As far as he was concerned, the police need not have asked their questions since it was clear to him that he had killed his son. Three years on, this sense has not entirely left him, even though the rest of the world knows it to be erroneous. Meningococcal septicaemia was the culprit. This is the illness caused by a bug producing toxins in the bloodstream which trigger an inflammatory response. As Eddie Rosen's case displayed so graphically, it is often rapid in its onset, coming in behind the mask of flu symptoms, and often fatal. There was a massive rise in its occurrence towards the end of the Nineties. In 1999, the year of his death, there were 1,828 known cases in Britain, compared with 430 in 1994.
"The (police) doctor said to me, rather offensively, that Eddie must have shown the spots," says Rosen. "In the final stages of MCS, you get red spots. You do a glass test, putting the bottom of a glass against the spot. If it doesn't disappear, it means there are burst capillaries in the skin. And that means it's invading, and they (the sufferer) should be rushed to hospital. At the time, I didn't know what MCS was, and no one whom I met knew either.
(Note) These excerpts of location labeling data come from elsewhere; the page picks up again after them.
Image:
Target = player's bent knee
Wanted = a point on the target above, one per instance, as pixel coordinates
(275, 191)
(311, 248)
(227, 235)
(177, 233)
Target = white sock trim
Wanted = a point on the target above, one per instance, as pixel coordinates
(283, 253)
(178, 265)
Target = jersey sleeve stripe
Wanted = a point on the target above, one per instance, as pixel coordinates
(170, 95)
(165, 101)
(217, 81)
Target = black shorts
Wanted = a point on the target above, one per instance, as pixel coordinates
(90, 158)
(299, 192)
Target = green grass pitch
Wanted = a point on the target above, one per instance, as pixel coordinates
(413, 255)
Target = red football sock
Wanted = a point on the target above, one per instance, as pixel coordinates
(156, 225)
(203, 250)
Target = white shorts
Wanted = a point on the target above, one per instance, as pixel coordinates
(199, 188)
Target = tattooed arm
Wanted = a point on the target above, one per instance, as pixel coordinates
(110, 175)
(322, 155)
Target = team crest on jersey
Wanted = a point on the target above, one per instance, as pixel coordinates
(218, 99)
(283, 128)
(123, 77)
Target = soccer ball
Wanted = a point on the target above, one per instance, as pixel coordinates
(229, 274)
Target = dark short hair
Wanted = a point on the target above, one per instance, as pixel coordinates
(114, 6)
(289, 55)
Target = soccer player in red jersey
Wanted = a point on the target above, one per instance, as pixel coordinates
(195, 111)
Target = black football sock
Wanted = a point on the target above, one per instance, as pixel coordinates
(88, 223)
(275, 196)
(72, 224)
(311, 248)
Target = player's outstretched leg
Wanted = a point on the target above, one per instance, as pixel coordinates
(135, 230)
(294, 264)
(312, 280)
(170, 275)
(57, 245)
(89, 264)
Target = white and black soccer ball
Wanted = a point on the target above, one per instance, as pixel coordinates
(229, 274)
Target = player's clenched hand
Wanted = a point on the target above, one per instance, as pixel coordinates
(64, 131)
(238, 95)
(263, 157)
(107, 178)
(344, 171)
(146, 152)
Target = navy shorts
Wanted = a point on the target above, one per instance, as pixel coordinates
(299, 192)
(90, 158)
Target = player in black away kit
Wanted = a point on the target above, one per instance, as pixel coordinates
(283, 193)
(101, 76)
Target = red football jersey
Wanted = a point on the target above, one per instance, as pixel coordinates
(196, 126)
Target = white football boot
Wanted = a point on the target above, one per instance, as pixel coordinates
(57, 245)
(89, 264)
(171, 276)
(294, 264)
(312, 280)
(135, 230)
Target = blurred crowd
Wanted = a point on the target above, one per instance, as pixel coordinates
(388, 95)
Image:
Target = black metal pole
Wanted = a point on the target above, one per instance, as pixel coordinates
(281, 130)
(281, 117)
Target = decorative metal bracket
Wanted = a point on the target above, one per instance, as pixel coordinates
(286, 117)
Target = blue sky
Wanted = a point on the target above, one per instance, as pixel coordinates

If you say meningitis, people think of the brain, and the inflammation of the lining. MCS is the meningitis bug going into the blood."
Rosen is more medically literate than your average British dad, having studied medicine at university for a year before switching to English. Even this carries the potential for self-reproach, for although he agrees that the old (Nineties) posters were "much feebler" about MCS than about the brain variety of meningitis, he observes that the knowledge was available nonetheless. "If you have lived a life where knowledge is important," he says "well then, what do you do, I mean psychologically, when you think to yourself, one reason he died is that I didn't have the knowledge?"
Three years on, he has this hard-won enlightenment for an answer: "You have to deal with the fact that you reproach yourself. You can't stop doing it; but you have to deal with the fact that this is what you are doing."
The practicalities of this course have not been made easier by the fact of who and what Eddie was. For he was evidently a bit of a giant, emotionally as well as physically. According to his father, he was nothing less than a saviour during a difficult time for the whole family; Rosen and his second wife were separating, and there was a total of five children involved, including their own and the offspring of their previous partnerships. During the break-up, in 1995 and 1996, he was largely in charge of Eddie, his half-brother Isaac, and his stepsister Laura. "No one had rows with Eddie. They may have had rows with each other, but never with him. He was like a rock in every way. I was unbelievably grateful to him. He helped me more than I can say at what was a fairly lousy time. Two days after he died, I was talking to two friends and I completely broke down and said, 'He saved me, but I couldn't save him.' That's what I felt. There were children hanging on to me."
Futility set in - a deep, unshiftable feeling of what's-the-point. He never thought about doing away with himself, on the grounds that it required a particular kind of nerve. But he did think how brilliant it would be if he didn't wake up, and for a while he would curse inwardly when sleep kept on proving finite. At the corresponding point of the poem cycle, the writing goes haggard and minimal: "He lost his life, His life was lost, We lost his life, I'm losing his life."